Симон сделал яростный жест. Для подобных скотских и тупых натур ярость служит опьянением, проявляющимся такими же отвратительными признаками, как и опьянение от вина.
— Ты будешь говорить, волчонок? — завопил он, грозя ребенку кулаком.
— Замолчи, Симон, — прервал его Фукье-Тенвиль, — ты не имеешь слова. Выражение, привычно употребляемое им в Революционном трибунале, вырвалось само по себе.
— Ты понял, Симон, — подхватил Лорен, — ты не имеешь слова. Вторично слышу, как тебя останавливают. В первый раз это было, когда ты обвинял дочь мамаши Тизон и с удовольствием помог отрубить этой девушке голову.
Симон замолчал.
— Мать любила тебя, Капет? — спросил Фукье. И снова молчание.
— Говорят, что нет, — продолжал обвинитель.
Нечто вроде бледной улыбки скользнуло по губам ребенка.

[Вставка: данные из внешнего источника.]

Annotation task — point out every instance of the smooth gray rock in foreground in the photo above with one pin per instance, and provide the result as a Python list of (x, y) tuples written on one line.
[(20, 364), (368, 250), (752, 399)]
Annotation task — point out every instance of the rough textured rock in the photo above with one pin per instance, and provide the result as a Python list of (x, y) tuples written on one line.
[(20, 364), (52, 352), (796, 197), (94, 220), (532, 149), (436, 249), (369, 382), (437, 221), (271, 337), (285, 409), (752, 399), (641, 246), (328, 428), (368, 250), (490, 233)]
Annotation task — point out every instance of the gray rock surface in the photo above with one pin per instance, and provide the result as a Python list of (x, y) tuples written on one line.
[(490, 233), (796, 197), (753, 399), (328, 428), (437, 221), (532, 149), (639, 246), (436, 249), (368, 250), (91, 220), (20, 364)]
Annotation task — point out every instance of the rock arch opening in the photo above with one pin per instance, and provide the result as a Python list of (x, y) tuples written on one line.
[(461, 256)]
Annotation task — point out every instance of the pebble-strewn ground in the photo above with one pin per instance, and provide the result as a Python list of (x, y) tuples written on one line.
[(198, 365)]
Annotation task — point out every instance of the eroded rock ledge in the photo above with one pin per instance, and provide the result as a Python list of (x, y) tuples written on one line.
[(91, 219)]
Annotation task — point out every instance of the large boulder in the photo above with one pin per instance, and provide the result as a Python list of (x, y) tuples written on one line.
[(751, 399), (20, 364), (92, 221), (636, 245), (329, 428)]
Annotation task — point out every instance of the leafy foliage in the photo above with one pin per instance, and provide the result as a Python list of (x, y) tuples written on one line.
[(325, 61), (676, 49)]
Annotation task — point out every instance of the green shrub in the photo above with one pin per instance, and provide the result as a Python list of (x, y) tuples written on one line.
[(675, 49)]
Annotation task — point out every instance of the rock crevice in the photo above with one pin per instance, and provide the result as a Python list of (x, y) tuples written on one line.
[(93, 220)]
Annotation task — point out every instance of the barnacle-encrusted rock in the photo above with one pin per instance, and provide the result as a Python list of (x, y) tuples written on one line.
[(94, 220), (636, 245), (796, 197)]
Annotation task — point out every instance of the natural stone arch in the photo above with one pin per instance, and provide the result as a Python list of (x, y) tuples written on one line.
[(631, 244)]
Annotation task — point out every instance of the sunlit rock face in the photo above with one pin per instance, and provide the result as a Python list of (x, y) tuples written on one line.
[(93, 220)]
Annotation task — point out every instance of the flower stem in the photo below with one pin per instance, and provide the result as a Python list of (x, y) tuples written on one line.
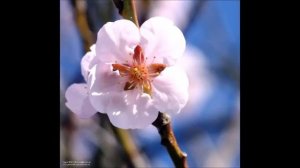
[(164, 127), (127, 10)]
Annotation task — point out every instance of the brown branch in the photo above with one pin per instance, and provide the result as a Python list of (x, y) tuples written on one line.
[(127, 10), (164, 127)]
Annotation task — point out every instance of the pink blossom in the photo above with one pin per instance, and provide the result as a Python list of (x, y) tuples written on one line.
[(132, 74)]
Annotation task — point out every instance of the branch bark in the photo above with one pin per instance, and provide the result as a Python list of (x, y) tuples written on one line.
[(164, 127)]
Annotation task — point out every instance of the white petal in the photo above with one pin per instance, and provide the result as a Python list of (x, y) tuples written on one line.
[(161, 39), (78, 100), (102, 82), (116, 41), (130, 110), (86, 60), (170, 90)]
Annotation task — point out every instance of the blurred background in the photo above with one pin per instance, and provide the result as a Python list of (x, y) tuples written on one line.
[(208, 128)]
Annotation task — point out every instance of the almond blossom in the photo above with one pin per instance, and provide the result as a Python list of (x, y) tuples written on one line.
[(132, 74)]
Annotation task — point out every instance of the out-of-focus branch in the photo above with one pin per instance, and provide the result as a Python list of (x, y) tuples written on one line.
[(81, 20), (127, 10), (164, 127)]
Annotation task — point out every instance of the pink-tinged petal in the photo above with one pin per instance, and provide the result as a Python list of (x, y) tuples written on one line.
[(86, 60), (78, 100), (102, 82), (161, 39), (131, 110), (170, 90), (116, 41)]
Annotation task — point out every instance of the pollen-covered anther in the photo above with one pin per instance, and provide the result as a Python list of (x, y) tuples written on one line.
[(139, 74)]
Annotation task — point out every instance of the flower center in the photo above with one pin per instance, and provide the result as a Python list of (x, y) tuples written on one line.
[(138, 73)]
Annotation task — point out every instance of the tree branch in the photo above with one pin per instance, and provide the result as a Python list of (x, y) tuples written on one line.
[(164, 127), (127, 10)]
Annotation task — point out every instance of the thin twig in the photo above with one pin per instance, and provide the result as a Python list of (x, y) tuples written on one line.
[(164, 127), (127, 10)]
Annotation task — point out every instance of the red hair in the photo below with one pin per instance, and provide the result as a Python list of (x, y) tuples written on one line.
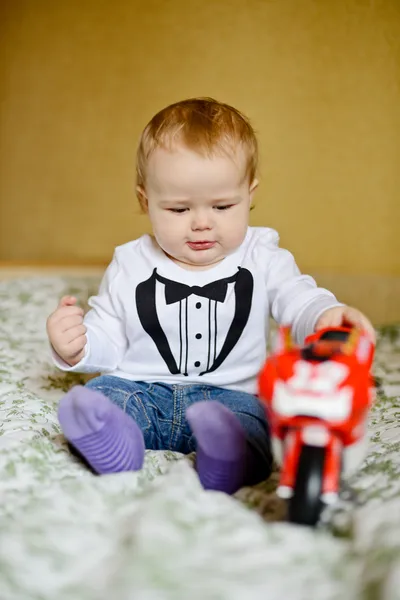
[(201, 124)]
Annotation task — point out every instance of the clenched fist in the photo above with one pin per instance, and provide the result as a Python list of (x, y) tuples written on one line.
[(66, 331)]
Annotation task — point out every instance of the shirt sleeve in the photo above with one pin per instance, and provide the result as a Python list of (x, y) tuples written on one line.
[(294, 299), (106, 336)]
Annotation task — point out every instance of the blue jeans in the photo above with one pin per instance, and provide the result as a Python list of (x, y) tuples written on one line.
[(159, 410)]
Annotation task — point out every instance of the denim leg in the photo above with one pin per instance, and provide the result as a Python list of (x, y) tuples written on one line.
[(140, 401)]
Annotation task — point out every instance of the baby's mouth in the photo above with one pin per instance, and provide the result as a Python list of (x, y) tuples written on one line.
[(203, 245)]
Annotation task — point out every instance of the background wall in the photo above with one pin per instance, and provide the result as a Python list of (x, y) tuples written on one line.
[(320, 80)]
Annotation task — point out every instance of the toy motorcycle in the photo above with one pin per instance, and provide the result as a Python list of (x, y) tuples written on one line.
[(317, 398)]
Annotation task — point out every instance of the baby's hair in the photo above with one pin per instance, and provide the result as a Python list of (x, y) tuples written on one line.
[(201, 124)]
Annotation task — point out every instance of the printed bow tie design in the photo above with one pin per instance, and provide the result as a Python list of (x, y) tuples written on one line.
[(174, 291), (216, 290)]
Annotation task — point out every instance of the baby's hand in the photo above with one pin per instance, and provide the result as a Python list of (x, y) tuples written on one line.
[(66, 331), (345, 316)]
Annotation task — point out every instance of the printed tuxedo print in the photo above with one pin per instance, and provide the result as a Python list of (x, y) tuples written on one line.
[(195, 328)]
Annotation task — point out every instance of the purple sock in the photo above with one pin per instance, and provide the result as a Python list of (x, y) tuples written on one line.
[(101, 432), (221, 446)]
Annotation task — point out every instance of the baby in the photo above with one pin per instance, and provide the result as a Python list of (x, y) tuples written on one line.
[(179, 327)]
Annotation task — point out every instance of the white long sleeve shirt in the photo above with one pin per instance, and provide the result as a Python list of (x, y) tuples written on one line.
[(154, 321)]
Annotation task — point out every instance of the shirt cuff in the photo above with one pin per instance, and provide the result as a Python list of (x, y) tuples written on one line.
[(306, 320), (63, 366)]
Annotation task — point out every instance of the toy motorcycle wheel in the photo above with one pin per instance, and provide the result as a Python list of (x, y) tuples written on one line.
[(305, 505)]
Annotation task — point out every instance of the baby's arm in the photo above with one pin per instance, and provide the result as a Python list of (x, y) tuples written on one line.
[(104, 338), (295, 299)]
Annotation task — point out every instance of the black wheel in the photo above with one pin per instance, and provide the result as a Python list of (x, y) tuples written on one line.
[(305, 505)]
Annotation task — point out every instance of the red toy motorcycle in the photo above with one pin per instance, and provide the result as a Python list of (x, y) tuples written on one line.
[(318, 397)]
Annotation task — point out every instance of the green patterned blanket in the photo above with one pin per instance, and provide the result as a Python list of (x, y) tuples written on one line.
[(155, 535)]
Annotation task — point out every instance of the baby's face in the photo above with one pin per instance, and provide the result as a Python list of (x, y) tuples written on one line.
[(198, 206)]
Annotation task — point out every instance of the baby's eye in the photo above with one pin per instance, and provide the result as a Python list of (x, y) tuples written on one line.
[(224, 207)]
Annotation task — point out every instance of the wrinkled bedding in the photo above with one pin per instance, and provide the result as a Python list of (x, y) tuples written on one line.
[(155, 535)]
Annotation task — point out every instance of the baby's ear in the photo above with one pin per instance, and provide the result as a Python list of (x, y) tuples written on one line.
[(253, 187), (141, 196)]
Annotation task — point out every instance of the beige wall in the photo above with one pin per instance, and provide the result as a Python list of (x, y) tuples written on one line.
[(319, 78)]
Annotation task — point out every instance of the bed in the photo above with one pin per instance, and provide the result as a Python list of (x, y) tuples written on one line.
[(153, 535)]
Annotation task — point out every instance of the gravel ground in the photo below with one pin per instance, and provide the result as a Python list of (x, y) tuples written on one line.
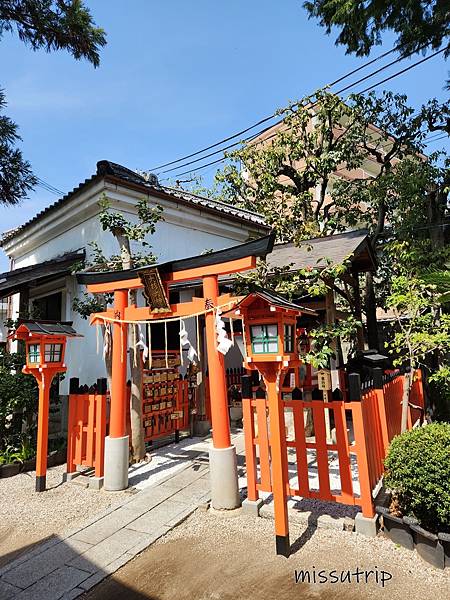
[(216, 557), (28, 517)]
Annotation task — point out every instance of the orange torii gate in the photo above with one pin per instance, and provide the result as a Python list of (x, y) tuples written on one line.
[(155, 281)]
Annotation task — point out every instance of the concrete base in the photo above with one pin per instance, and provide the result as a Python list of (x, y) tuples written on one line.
[(252, 507), (224, 478), (96, 483), (367, 526), (116, 463)]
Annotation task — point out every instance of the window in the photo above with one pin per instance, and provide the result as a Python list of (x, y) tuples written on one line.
[(53, 352), (34, 353), (289, 338), (264, 339)]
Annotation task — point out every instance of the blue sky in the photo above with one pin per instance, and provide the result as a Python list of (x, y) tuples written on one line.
[(174, 77)]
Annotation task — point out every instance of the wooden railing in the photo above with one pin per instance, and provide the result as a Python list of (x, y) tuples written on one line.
[(363, 427), (86, 429)]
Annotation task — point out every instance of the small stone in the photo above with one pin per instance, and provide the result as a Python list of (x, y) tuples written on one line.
[(349, 524)]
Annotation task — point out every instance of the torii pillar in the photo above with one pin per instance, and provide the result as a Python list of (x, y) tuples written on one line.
[(222, 455), (117, 442)]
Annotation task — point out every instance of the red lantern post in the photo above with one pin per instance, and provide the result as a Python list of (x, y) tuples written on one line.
[(45, 345)]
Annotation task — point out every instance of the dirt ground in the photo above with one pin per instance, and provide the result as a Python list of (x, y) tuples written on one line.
[(28, 517), (213, 557)]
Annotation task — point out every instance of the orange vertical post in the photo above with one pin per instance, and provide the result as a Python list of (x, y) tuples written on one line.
[(100, 427), (73, 389), (279, 460), (216, 371), (45, 380), (117, 424), (249, 434)]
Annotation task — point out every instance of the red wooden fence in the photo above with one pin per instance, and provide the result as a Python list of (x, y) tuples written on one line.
[(86, 429), (363, 429)]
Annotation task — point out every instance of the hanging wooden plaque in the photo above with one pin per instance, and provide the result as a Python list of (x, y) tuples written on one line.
[(154, 290)]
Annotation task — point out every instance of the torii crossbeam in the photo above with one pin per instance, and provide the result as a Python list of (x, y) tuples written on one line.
[(155, 281)]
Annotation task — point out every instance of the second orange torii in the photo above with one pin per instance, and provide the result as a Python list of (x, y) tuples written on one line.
[(155, 281)]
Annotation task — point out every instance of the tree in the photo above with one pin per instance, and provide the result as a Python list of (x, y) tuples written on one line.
[(51, 25), (422, 329), (416, 23), (298, 178), (125, 232), (16, 177)]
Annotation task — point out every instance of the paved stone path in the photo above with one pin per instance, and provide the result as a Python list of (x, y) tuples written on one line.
[(64, 568)]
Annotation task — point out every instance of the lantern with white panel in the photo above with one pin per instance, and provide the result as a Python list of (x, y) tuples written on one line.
[(45, 344), (269, 328)]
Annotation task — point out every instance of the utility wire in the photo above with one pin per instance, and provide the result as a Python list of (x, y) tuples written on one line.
[(273, 135), (49, 187), (214, 162), (333, 83), (342, 90), (268, 118)]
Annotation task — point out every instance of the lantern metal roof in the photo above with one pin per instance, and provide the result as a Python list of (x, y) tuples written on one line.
[(46, 328), (273, 299)]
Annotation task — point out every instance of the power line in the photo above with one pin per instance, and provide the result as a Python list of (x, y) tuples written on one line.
[(344, 89), (50, 188), (398, 73), (214, 162), (419, 62), (268, 118), (398, 59)]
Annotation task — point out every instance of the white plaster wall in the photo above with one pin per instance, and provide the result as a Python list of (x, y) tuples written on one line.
[(184, 232)]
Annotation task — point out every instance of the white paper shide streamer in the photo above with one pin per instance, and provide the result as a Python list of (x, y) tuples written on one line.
[(141, 344), (184, 341), (223, 341)]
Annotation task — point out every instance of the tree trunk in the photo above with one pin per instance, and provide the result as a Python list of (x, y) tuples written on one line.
[(358, 312), (371, 313), (405, 400)]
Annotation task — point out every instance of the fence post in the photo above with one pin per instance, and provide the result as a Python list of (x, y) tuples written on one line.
[(279, 465), (354, 389), (379, 390), (249, 435), (74, 385)]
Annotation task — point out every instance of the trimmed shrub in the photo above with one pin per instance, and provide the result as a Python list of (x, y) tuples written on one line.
[(418, 474)]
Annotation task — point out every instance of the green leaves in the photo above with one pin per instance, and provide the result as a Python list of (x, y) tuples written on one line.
[(416, 23), (418, 472), (422, 328), (54, 25), (16, 177), (322, 339)]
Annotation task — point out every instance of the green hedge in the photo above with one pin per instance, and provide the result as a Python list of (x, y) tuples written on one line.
[(418, 473)]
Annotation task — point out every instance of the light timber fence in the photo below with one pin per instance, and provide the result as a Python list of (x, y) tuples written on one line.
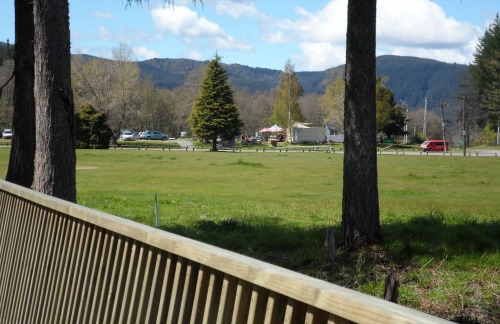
[(64, 263)]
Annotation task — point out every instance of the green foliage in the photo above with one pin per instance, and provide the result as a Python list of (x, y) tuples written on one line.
[(332, 103), (91, 129), (390, 117), (215, 113), (286, 108), (486, 71), (6, 51)]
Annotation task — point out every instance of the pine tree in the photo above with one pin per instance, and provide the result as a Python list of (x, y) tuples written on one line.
[(485, 70), (214, 112), (286, 108), (91, 129)]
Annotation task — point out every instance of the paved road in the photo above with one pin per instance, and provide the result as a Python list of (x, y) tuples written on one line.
[(183, 142)]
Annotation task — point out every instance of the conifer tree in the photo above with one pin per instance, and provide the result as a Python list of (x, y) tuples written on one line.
[(286, 108), (92, 130), (214, 112)]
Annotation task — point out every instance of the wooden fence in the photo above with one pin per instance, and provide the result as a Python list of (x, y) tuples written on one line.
[(64, 263)]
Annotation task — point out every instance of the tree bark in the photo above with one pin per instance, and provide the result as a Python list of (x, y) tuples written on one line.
[(360, 206), (55, 158), (22, 153)]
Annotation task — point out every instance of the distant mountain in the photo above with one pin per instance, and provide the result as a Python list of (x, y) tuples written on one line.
[(409, 78)]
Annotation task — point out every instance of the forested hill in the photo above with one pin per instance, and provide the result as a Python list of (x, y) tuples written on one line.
[(409, 78)]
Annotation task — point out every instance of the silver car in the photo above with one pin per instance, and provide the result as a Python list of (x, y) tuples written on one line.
[(7, 133), (149, 135)]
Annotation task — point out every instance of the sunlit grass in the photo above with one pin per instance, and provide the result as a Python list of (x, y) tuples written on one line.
[(440, 215)]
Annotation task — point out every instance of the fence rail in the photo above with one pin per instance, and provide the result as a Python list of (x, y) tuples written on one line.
[(64, 263)]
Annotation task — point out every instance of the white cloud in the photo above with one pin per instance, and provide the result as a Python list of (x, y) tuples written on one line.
[(145, 53), (196, 31), (420, 23), (105, 34), (103, 15), (230, 43), (237, 9), (319, 56), (184, 22), (411, 27)]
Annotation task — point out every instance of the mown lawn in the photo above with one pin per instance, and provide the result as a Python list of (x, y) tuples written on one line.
[(440, 216)]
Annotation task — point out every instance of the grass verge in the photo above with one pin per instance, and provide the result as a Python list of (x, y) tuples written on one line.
[(439, 216)]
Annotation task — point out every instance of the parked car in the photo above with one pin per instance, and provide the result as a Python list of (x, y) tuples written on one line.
[(149, 135), (127, 136), (7, 133), (434, 145)]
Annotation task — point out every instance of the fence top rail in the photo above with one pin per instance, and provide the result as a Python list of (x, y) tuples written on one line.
[(334, 299)]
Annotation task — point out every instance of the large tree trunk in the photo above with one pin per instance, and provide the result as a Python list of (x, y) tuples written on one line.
[(22, 153), (55, 158), (360, 206)]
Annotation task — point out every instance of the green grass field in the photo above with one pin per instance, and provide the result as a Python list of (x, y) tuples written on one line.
[(440, 216)]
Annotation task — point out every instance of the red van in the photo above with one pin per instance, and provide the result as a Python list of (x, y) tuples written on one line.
[(434, 145)]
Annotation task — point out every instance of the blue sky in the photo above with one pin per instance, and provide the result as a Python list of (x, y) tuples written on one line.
[(266, 33)]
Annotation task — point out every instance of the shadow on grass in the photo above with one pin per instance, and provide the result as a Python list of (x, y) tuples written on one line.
[(435, 236), (426, 236), (407, 245)]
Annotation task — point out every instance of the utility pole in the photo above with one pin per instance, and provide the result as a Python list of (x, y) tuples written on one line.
[(465, 123), (442, 104)]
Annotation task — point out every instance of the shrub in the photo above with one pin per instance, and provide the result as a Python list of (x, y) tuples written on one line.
[(91, 129)]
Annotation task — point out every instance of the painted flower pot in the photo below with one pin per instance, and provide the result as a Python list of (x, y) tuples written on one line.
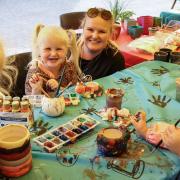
[(135, 31), (53, 106), (145, 22)]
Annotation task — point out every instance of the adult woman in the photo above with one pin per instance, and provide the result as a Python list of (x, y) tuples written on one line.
[(99, 56), (8, 74)]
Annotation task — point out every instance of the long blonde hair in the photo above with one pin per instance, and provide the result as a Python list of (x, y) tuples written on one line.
[(80, 41), (67, 37), (8, 73)]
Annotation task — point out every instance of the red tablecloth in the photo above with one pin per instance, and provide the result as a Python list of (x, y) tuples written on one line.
[(131, 57)]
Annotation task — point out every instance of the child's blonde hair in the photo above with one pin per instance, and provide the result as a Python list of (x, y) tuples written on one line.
[(8, 73), (68, 38), (80, 41)]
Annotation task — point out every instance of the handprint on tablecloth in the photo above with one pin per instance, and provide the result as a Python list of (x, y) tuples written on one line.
[(126, 80), (162, 70), (89, 110), (159, 100)]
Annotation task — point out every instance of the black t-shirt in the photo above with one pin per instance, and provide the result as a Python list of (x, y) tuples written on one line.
[(103, 64)]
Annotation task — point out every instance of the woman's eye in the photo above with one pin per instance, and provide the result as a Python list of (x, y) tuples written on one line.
[(89, 29), (59, 49), (47, 49), (102, 32)]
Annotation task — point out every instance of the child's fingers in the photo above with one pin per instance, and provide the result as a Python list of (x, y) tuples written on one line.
[(170, 129)]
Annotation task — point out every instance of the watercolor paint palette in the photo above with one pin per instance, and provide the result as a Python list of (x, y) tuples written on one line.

— Но я вам говорю, — снова завопил Симон, — он мне сказал, что она его слишком любила!
— Видишь, Симон, как это досадно, когда маленький Капет, такой разговорчивый наедине, перед всеми вдруг становится немым, — бросил Лорен.
— Ох, если бы мы были одни! — проскрипел зубами Симон.
— Да, если бы вы были одни… Но, к счастью или к несчастью, вы не одни. Иначе ты, храбрый Симон, отменный патриот, тут же отколотил бы бедного ребенка. Не так ли? Но ты не один и не смеешь, мерзкое существо, это сделать перед всеми нами, перед честными людьми, помнящими, что наши предки, с кого мы стараемся брать пример, уважали всех слабых. Не смеешь, потому что ты не один, да и не храбрец ты, мой почтеннейший, если способен сражаться только с детьми ростом в пять футов шесть дюймов.
— О! — пробормотал Симон, скрежеща зубами.